Los políticos que en lugar de mermar la incertidumbre la estimulan suelen olvidar que cuando los límites se desbordan emerge «lo real» del vacío que crea el desbordamiento, y vemos caer el telón. «Lo real» siempre anda agazapado, esperando su oportunidad para poner fin a la comedia. ¿Y qué viene después? Evidentemente la tragedia, el género más profundamente arraigado en «lo real». Concluiré diciendo que se acaba de suicidar una amiga mía. Para ella como para las miles de personas que, día a día, se borran por sí mismas del libro de la vida, el Estado les cierra todas las puertas y de pronto, una madrugada, a «la hora negra del alma» como decía Fitzgerald, se arrojan por la ventana mientras prosigue la feria melodramática de la que hablamos. «El Estado es el monstruo más frío de todos los monstruos fríos. Es frío hasta cuando miente… Aniquiladores son quienes ponen trampas para las masas y denominan Estado a tal obra: estos sostienen encima de ellos una espada y cien impudicias», sentenció Nietzsche en Así hablaba Zaratustra.

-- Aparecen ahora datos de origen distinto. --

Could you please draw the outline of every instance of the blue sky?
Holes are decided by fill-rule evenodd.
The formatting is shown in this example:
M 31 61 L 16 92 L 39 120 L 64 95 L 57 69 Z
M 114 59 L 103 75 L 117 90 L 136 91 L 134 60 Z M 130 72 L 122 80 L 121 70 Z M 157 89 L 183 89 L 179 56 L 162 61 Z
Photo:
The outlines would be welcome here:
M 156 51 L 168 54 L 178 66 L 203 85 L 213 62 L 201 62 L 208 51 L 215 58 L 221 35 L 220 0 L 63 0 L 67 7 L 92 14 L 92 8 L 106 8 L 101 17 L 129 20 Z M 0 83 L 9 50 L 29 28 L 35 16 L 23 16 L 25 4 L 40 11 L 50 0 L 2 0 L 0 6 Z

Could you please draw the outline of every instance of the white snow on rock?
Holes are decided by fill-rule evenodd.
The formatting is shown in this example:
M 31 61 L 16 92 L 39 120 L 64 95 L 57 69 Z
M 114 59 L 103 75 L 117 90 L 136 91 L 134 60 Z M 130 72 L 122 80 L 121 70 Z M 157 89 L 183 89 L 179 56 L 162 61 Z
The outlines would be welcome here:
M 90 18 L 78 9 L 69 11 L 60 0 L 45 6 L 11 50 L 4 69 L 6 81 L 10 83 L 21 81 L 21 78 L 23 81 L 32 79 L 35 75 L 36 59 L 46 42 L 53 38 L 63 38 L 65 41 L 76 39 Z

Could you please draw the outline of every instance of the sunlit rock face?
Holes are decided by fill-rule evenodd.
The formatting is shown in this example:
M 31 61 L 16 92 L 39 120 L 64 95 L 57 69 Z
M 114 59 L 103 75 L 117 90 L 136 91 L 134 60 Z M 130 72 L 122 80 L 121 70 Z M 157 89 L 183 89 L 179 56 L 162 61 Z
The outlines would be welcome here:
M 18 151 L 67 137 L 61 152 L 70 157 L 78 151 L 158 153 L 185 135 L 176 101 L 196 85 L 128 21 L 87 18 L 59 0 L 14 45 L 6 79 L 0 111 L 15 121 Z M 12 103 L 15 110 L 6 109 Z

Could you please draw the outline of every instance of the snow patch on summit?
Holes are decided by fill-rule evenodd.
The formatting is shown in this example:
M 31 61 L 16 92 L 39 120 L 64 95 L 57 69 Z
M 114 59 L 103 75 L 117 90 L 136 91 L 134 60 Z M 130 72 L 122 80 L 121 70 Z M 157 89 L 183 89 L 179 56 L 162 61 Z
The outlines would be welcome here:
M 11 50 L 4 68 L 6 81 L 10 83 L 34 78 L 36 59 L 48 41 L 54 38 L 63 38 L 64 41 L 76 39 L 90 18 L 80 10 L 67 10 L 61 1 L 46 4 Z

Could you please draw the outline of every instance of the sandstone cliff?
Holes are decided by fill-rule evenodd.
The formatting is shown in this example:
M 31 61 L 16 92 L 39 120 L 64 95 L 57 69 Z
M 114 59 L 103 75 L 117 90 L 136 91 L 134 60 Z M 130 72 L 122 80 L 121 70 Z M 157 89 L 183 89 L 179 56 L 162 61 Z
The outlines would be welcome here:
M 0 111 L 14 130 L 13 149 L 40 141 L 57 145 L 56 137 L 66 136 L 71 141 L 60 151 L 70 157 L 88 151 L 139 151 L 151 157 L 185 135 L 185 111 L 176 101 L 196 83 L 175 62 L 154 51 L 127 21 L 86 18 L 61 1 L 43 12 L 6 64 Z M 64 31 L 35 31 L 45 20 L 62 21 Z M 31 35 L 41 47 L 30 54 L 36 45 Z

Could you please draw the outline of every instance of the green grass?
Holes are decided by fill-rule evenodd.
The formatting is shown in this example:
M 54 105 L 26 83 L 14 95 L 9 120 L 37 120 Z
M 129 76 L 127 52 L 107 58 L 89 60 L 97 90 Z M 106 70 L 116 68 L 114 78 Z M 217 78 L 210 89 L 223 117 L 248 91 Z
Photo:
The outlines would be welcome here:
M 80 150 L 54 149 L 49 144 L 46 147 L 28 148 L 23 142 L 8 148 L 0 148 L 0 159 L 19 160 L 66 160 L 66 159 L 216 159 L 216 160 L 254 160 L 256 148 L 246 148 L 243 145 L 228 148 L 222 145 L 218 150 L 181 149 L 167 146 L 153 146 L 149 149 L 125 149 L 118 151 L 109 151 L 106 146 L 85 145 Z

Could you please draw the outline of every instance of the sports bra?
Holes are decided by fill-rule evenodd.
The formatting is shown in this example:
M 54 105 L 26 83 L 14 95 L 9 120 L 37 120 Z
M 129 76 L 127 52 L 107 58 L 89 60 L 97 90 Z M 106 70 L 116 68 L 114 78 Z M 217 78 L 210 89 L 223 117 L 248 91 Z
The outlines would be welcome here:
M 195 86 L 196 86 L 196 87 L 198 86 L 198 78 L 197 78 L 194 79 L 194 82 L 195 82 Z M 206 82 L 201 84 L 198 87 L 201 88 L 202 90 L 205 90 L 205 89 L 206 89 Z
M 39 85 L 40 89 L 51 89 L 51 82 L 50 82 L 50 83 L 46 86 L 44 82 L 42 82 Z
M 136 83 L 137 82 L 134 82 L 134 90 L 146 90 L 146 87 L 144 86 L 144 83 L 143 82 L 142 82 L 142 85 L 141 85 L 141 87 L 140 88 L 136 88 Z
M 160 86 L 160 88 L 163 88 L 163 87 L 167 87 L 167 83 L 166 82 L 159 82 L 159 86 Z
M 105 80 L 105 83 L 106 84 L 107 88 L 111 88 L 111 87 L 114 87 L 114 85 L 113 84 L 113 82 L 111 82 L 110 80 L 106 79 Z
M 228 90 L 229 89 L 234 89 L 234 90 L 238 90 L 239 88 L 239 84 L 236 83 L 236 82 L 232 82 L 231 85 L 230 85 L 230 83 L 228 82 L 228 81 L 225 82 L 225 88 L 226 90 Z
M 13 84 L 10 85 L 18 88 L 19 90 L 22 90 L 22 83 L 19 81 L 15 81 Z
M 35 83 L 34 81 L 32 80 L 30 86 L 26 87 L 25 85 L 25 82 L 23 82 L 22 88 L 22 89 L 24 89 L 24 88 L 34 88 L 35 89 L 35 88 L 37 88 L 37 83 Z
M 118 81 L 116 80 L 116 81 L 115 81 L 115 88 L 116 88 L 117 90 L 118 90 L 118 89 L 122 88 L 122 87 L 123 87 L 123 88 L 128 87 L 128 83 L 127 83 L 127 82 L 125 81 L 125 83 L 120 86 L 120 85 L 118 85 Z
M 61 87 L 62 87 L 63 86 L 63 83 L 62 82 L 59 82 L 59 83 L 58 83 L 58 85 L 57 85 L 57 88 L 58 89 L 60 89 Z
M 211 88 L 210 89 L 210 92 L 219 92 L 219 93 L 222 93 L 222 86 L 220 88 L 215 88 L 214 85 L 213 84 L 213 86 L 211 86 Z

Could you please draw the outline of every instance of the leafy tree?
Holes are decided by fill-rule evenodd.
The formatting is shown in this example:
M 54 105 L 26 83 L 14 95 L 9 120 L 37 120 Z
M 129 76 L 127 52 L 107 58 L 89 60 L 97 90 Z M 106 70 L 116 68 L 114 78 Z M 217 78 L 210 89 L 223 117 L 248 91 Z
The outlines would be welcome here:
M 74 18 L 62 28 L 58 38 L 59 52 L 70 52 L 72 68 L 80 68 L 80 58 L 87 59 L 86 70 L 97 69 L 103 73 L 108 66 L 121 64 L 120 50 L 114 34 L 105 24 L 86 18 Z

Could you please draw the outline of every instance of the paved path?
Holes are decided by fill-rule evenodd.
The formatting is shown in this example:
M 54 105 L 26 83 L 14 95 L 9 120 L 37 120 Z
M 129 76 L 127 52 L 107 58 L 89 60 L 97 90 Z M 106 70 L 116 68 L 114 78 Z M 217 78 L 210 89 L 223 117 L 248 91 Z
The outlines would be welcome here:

Ah, si un día la política se atreviese a acercarse a «lo real», ese pozo sin fondo al que acaba de arrojarse la excelente mujer que acabo de mentar. Fue un alma perdida de una sensibilidad exquisita y un inmenso deseo: fue la mujer-deseo. Era muy quebradiza además de cruel, y cuando amaba lo hacia más allá de todo límite, hasta desaparecer en el acto de amar, hasta convertirse en nada. Luego se despertaba con ímpetu renovado y hacía locuras. Su vida fue una montaña rusa presidida por la angustia y cayó en los infiernos del alcohol como el cónsul de Bajo el volcán. Se destruyó en menos de 20 años porque no podía sujetarse a su propio ser y porque la sustancia de la vida le parecía muy amarga. Fundó una revista y le entusiasmaba la música. Dejó poemas escritos; no les he leído pero me han dicho que acusan la influencia de Alejandra Pizarnik, que también se suicidó.

Pensé en ella ayer por la tarde, mientras me acercaba a casa. Pensé en los suicidas, en los que padecen depresión, en los que la falta de fondos los abocará a toparse con «lo real» más pronto que tarde, en la soledad convertida en epidemia, en las tribus de jóvenes que ya no salen de casa, atrozmente nihilistas, en los millones de familias que no llegan a fin de mes, y en esa angustia imprecisa que se va apoderando furtivamente de la gente. Sí, estuve pensando en «lo real» mientras los inefables seguían ocupándose de su melodrama en un anfiteatro custodiado por dos leones amenazantes.